Judgment affirmed in part, reversed in part and cause remanded.
. The elimination of the aggravating circumstance of escape from Counts Four and Six raises the question of whether this court should proceed to review the aggravating and mitigating factors related to the remaining death-penalty-eligible Count Five. There appears to exist the possibility that a jury, charged in accordance with our findings in regard to Counts Four and Six, might come to a different conclusion regarding the remaining aggravating circumstances as they apply to the facts of Count Five. The question then becomes whether the appellant is being denied his right to trial by jury since this court is, in effect, conducting a de novo review of the remaining aggravating circumstances from Count Five. If we had sustained the death penalty imposed in that count, there would be grounds for raising the propriety of that review. However, since we are vacating the death penalty, while sustaining the element of prior calculation and design — which was not alleged in Counts Four or Six — the issue is moot. We have found sufficient evidence to convict under the allegations of Count Five, but insufficient evidence to warrant the death penalty. Thus, appellant is not being deprived of jury consideration of any issues that might alter the outcome.
Concurrence in Part
concurring in part and dissenting in part. I concur with the majority in the affirmance of the convictions, but must respectfully dissent from its reversal of the death penalty.
I cannot come to the conclusion, as did the majority, that both the trial court’s and court of appeals’ analyses of the mitigating factor of mental disease or defect were flawed.
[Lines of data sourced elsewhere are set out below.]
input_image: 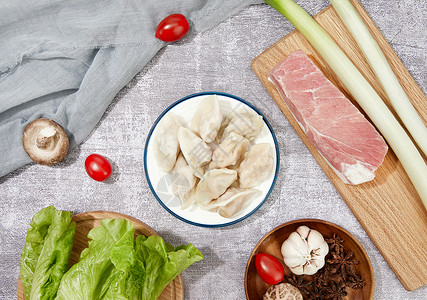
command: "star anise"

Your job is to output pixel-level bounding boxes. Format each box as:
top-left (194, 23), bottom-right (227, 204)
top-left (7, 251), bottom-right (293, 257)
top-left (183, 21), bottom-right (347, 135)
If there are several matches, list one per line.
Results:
top-left (307, 285), bottom-right (326, 300)
top-left (325, 280), bottom-right (348, 300)
top-left (323, 262), bottom-right (340, 279)
top-left (327, 250), bottom-right (358, 280)
top-left (287, 274), bottom-right (310, 295)
top-left (346, 274), bottom-right (366, 289)
top-left (326, 233), bottom-right (344, 254)
top-left (312, 268), bottom-right (330, 288)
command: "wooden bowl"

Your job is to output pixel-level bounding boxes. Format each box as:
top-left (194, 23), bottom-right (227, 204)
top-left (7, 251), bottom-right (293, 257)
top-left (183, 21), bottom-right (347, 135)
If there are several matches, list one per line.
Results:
top-left (244, 219), bottom-right (374, 299)
top-left (17, 211), bottom-right (183, 300)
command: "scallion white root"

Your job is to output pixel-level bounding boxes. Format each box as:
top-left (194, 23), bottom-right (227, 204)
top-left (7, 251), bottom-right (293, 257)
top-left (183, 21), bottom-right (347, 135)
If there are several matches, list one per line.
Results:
top-left (330, 0), bottom-right (427, 157)
top-left (264, 0), bottom-right (427, 208)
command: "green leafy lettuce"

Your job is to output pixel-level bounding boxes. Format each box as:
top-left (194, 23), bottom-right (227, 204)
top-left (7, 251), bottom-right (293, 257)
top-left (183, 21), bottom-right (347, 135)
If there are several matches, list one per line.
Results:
top-left (104, 235), bottom-right (204, 300)
top-left (55, 219), bottom-right (203, 300)
top-left (55, 219), bottom-right (135, 300)
top-left (20, 205), bottom-right (76, 300)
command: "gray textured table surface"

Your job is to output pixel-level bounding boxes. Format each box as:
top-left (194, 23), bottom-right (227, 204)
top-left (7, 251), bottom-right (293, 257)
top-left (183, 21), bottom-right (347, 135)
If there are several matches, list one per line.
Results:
top-left (1, 1), bottom-right (426, 299)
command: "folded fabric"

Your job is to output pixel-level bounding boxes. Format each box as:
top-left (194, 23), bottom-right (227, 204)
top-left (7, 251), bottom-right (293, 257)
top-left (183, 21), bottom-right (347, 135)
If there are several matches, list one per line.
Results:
top-left (0, 0), bottom-right (262, 177)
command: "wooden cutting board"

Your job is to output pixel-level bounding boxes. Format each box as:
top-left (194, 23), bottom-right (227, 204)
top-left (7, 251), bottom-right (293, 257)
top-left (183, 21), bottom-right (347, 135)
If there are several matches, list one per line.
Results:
top-left (17, 211), bottom-right (184, 300)
top-left (251, 0), bottom-right (427, 291)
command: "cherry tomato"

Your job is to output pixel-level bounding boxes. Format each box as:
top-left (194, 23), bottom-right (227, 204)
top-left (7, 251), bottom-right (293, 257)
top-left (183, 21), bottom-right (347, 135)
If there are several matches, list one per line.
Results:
top-left (255, 253), bottom-right (285, 285)
top-left (155, 14), bottom-right (190, 42)
top-left (85, 154), bottom-right (112, 181)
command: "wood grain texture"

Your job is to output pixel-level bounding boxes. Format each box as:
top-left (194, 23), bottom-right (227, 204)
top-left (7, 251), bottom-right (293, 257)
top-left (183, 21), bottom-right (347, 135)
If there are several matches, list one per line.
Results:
top-left (244, 219), bottom-right (374, 299)
top-left (17, 211), bottom-right (184, 300)
top-left (251, 0), bottom-right (427, 291)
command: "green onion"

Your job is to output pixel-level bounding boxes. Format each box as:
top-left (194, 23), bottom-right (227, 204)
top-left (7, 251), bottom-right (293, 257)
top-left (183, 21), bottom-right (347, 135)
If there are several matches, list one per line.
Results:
top-left (264, 0), bottom-right (427, 208)
top-left (330, 0), bottom-right (427, 157)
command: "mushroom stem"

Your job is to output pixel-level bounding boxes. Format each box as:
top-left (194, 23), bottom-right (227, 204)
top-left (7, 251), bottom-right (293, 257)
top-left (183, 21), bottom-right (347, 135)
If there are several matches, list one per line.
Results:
top-left (36, 127), bottom-right (59, 150)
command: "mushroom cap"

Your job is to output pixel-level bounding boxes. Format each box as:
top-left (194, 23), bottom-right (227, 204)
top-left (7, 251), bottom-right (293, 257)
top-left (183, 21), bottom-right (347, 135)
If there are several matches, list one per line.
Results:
top-left (22, 118), bottom-right (69, 166)
top-left (263, 283), bottom-right (303, 300)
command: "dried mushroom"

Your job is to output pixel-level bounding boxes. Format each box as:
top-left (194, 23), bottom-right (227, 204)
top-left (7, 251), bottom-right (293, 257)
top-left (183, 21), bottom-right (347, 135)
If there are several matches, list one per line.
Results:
top-left (263, 283), bottom-right (303, 300)
top-left (22, 118), bottom-right (69, 165)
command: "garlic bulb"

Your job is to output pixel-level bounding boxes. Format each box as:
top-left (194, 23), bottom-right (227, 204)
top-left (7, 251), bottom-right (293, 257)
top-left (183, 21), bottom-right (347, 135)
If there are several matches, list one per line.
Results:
top-left (281, 226), bottom-right (329, 275)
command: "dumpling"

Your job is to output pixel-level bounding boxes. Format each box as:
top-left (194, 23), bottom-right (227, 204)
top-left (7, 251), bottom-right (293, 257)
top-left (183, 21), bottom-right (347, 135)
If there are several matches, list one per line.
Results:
top-left (214, 112), bottom-right (232, 143)
top-left (195, 168), bottom-right (237, 206)
top-left (153, 113), bottom-right (182, 172)
top-left (239, 143), bottom-right (275, 188)
top-left (178, 127), bottom-right (212, 178)
top-left (222, 107), bottom-right (264, 141)
top-left (209, 132), bottom-right (249, 169)
top-left (217, 189), bottom-right (258, 218)
top-left (191, 94), bottom-right (223, 143)
top-left (170, 154), bottom-right (197, 209)
top-left (205, 187), bottom-right (258, 218)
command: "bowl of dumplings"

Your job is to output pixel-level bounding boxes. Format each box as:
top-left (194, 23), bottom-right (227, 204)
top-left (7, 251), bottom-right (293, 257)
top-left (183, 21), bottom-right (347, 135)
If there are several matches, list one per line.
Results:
top-left (144, 92), bottom-right (279, 227)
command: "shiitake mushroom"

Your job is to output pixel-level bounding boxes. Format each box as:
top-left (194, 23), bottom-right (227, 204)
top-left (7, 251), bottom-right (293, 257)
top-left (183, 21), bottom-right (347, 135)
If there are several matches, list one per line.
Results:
top-left (22, 118), bottom-right (69, 165)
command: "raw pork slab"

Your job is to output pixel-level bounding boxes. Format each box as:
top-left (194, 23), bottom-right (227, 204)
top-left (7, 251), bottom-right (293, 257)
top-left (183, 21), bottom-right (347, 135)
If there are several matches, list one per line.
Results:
top-left (268, 50), bottom-right (388, 185)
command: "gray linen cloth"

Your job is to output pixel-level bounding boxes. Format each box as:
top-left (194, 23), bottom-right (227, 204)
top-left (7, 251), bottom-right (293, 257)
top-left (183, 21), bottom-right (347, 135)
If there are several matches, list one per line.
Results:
top-left (0, 0), bottom-right (262, 177)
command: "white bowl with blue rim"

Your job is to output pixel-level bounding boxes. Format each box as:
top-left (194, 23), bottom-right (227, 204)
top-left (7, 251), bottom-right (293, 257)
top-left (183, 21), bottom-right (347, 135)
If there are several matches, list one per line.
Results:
top-left (144, 92), bottom-right (279, 227)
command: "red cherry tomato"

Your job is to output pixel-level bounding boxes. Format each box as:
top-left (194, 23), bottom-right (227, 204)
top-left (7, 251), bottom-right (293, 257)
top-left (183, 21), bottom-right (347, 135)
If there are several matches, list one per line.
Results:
top-left (85, 154), bottom-right (112, 181)
top-left (255, 253), bottom-right (285, 285)
top-left (155, 14), bottom-right (190, 42)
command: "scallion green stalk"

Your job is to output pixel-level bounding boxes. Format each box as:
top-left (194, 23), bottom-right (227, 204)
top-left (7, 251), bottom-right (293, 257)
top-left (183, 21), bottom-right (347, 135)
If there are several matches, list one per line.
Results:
top-left (264, 0), bottom-right (427, 208)
top-left (330, 0), bottom-right (427, 157)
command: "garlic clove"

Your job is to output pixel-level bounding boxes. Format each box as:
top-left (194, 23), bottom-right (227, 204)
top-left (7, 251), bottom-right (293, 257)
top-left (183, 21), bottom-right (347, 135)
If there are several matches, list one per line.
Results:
top-left (303, 261), bottom-right (318, 275)
top-left (282, 232), bottom-right (311, 268)
top-left (319, 241), bottom-right (329, 256)
top-left (284, 232), bottom-right (310, 255)
top-left (314, 258), bottom-right (325, 269)
top-left (296, 225), bottom-right (311, 239)
top-left (290, 265), bottom-right (304, 275)
top-left (283, 256), bottom-right (308, 268)
top-left (306, 228), bottom-right (327, 251)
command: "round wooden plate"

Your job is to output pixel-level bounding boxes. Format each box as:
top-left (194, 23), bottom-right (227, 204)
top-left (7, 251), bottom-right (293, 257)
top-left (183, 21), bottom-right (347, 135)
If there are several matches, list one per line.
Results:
top-left (245, 219), bottom-right (374, 300)
top-left (17, 211), bottom-right (184, 300)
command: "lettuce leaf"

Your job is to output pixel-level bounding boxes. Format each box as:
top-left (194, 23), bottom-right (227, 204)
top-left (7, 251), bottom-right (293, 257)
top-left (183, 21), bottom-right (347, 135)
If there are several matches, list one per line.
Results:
top-left (55, 219), bottom-right (134, 300)
top-left (54, 218), bottom-right (203, 300)
top-left (104, 235), bottom-right (204, 300)
top-left (20, 205), bottom-right (76, 300)
top-left (21, 208), bottom-right (203, 300)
The court of appeals stated, “all of the medical experts who examined the defendant, including the defense’s examiners, agreed that notwithstanding his mental disease or defect, the defendant did not lack the substantial capacity to appreciate the criminality or wrongfulness of his conduct.” The court went on to point out that the primary issue contested in the mitigation hearing was “whether the defendant lacked the substantial capacity to conform his conduct to the requirements of the law.” Hence both the trial court and court of appeals used the proper standard, that is, “substantial capacity.” The lower courts properly accorded this mitigating factor some weight. However, they found that the aggravating circumstances outweighed the mitigating factors beyond a reasonable doubt. I agree and would affirm the decision of the court of appeals as to both the convictions and death penalty.